De heer Bontes en mevrouw Oosenbrug vroegen naar de stand van zaken betreffende de migratie van Windows XP. Het NCSC heeft conform zijn rol actief gewaarschuwd voor het einde van de ondersteuning van Windows XP. Veel organisaties hebben al gemigreerd, maar een flink aantal bedrijven is nog actief met de migratie. Dat geldt ook voor een deel van de overheid. De Minister voor Wonen en Rijksdienst, collega Blok, is namens de rijksoverheid in gesprek om gedurende de migratie extra veiligheidsmaatregelen te nemen. Zo verzekert hij zich van veiligheidsupdates. Hierover zijn ook reeds schriftelijke vragen gesteld door mevrouw Oosenbrug. Ik verwijs dan ook naar de beantwoording daarvan door de Minister.

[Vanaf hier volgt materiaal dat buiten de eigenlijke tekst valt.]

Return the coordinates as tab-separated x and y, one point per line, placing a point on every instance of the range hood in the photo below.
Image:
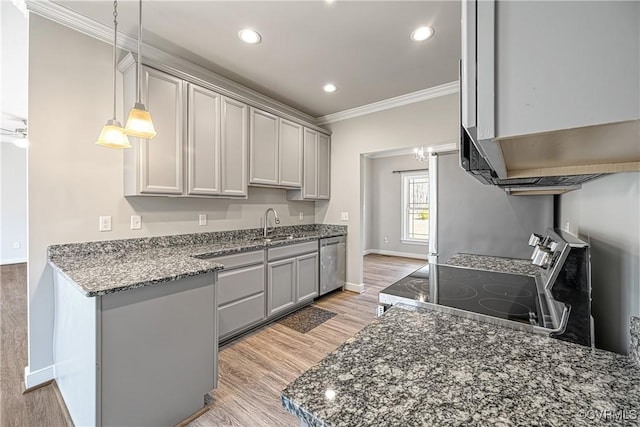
472	161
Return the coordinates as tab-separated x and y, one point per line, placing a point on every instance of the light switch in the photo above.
104	223
136	222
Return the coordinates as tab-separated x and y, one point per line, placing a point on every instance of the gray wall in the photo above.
606	213
431	122
13	204
13	160
482	219
72	181
386	209
367	194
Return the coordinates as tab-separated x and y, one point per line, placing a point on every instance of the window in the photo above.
415	207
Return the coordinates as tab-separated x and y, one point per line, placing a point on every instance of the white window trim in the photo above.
403	238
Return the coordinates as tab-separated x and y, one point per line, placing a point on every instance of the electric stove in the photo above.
556	301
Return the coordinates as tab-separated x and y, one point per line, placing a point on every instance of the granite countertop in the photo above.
415	367
100	268
493	263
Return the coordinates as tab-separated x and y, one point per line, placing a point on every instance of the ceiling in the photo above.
363	47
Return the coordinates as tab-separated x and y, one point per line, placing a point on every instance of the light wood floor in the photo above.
253	370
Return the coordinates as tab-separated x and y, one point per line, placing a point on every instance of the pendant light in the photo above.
113	135
139	122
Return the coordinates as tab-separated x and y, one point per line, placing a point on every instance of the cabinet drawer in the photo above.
240	314
240	283
239	260
292	250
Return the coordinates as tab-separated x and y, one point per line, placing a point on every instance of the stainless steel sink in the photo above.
274	238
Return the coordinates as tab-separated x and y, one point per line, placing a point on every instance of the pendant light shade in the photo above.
139	123
113	135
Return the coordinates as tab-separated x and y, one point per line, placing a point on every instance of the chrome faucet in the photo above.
266	216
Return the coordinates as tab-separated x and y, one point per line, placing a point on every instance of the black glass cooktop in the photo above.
503	295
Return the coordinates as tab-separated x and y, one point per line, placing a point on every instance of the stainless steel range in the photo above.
556	301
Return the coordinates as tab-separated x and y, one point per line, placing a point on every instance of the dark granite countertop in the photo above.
493	263
416	367
100	268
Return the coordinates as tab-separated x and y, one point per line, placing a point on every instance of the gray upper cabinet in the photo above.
290	154
234	143
323	174
317	169
275	151
263	147
562	101
203	142
202	139
155	167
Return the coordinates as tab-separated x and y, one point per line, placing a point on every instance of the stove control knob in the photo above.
542	257
534	239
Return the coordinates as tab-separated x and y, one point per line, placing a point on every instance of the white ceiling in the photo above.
361	46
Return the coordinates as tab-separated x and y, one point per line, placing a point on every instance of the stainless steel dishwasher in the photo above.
333	263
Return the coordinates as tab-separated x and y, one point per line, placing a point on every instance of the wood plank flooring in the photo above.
37	408
253	370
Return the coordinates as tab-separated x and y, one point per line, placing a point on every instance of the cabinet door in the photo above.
290	154
203	148
310	184
281	285
264	148
161	158
307	277
234	147
324	167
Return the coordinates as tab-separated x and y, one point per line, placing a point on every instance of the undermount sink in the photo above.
275	238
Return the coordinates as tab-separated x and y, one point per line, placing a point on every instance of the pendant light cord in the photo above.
115	41
139	62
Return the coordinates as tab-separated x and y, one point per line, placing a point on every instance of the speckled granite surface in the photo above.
492	263
100	268
414	367
634	344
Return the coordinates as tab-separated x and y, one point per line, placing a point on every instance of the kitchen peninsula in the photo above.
136	321
414	366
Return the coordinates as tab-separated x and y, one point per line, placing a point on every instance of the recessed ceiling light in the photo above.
249	36
329	88
422	33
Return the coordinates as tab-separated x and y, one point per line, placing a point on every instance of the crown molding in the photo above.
398	101
169	63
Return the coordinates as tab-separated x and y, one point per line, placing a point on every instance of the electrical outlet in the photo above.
136	222
104	223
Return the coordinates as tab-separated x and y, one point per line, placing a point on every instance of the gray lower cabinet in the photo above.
282	285
307	277
140	357
241	293
292	276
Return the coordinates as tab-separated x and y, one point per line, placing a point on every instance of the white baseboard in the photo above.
32	379
394	253
353	287
8	261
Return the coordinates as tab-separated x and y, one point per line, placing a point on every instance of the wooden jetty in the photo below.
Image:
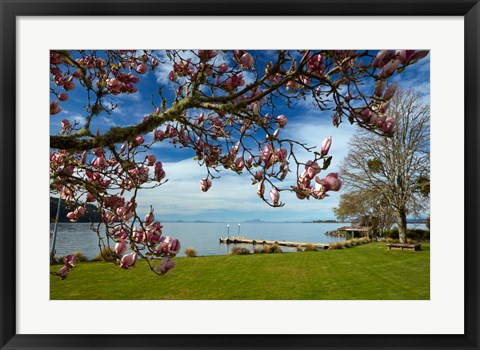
236	240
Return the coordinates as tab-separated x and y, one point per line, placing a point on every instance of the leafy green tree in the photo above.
395	169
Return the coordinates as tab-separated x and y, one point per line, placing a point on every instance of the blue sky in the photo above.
232	198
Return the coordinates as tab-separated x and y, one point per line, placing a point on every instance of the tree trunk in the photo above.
402	225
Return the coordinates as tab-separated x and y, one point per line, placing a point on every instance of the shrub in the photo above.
311	248
240	251
106	254
190	252
79	256
413	234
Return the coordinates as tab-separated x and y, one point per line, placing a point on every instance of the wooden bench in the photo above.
403	246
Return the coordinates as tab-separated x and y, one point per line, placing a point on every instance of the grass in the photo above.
363	272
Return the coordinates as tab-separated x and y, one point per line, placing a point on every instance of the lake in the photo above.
204	237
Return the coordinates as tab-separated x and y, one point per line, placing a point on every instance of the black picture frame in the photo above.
9	339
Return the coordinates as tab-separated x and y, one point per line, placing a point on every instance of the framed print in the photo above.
243	86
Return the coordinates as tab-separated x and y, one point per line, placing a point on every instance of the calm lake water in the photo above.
204	237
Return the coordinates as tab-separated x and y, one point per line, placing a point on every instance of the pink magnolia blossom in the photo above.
389	68
120	247
379	87
390	91
149	218
142	68
379	59
55	108
165	266
151	159
222	68
326	146
66	124
389	124
282	121
261	189
128	260
258	175
172	76
246	60
330	183
312	169
205	184
63	97
274	196
69	84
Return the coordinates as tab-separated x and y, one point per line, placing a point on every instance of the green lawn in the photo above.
363	272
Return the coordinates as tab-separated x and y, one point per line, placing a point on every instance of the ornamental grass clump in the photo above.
240	251
106	254
336	245
310	248
190	252
271	249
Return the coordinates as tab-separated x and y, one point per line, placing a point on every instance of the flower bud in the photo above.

De heer Bontes vroeg hoe UWV en andere belangrijke partners aan te sluiten op het NCSC. Om partners aan te sluiten, loopt het project Nationaal Response Netwerk als een van de drie hoofdpijlers voor 2014. UWV zal daarbij een van de partners zijn. UWV is aangesloten op de dagelijkse adviezen van het NCSC.

De heer Bontes (Bontes): Het is nog niet helemaal duidelijk wat bij de transitie van Windows XP precies de rol van het NCSC is. Wat doet het precies? Geeft het advies? Gebruikt het concreet zijn expertise in die situatie?

Minister Opstelten: Het uitgangspunt is dat wij waarschuwen, adviezen geven en expertise leveren. Wij zeggen: kijk daarnaar en neem je verantwoordelijkheid. De verantwoordelijkheid voor de hele rijksdienst ligt bij het departement van BZK, dat daarop wordt aangesproken en dat daarmee aan de slag gaat. Dat is de lijn. Zo is het ook in het bedrijfsleven. Zo is iedereen in beweging. We volgen dat natuurlijk. We geven telkens een signaal: er is iets aan de hand, doe iets. Als het goed is, is dat signaal niet nodig, omdat men al bezig is. Het kan ook samenlopen. Dat is de positie.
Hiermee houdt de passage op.